As virtually every day yields more evidence of the miracle of vaccines, Canadian public health officials continue to downplay the obvious: That vaccination is ultimately a ticket back to normal life.

“I think our most important messages to be really clear to Canadians is that it doesn’t matter whether you had one dose or two doses,” said Tam in an April 27 statement that brazenly overlooks reams of data indicating the exact opposite. On Monday, a study using data from Public Health England found that, after only one dose, both the AstraZeneca and Pfizer vaccines leave patients with an 80 per cent lower chance of dying from COVID-19. After two doses of Pfizer, that rises to 97 per cent.
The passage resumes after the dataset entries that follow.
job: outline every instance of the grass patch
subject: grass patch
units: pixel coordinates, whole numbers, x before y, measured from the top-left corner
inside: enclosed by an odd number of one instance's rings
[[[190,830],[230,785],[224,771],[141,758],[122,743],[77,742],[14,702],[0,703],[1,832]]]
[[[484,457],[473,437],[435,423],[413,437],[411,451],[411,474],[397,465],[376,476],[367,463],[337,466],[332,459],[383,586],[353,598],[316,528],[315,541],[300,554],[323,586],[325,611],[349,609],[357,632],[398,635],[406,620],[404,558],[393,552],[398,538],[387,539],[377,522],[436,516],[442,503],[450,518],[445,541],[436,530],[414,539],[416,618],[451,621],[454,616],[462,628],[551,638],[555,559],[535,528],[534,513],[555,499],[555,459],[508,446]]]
Canada’s official post-vaccination guidelines prescribe no change to daily routines and recommend full adherence to mask and social distancing mandates. In March, Tam said that even after the bulk of Canadians were vaccinated, social distancing measures “are going to continue for some time.” In late April, Canadians were told that a loosening of restrictions wouldn’t come until 75 per cent of Canadian adults had received at least one dose of the vaccine. To a fully vaccinated Canadian, COVID-19 becomes about as likely to kill them as tuberculosis and yet they’re still being asked to hang tight for a milestone that may not be reached until June.

Canada is fortunate to have a relatively low rate of vaccine hesitancy; only 23.1 per cent, according to March Statistics Canada data. It means there are hopefully enough willing participants for Canada to smoothly vaccinate its way into herd immunity without any holdouts compromising the process.

But Canadians would be right to question why their government is pushing a vaccine while simultaneously dismissing its many and increasingly documented benefits.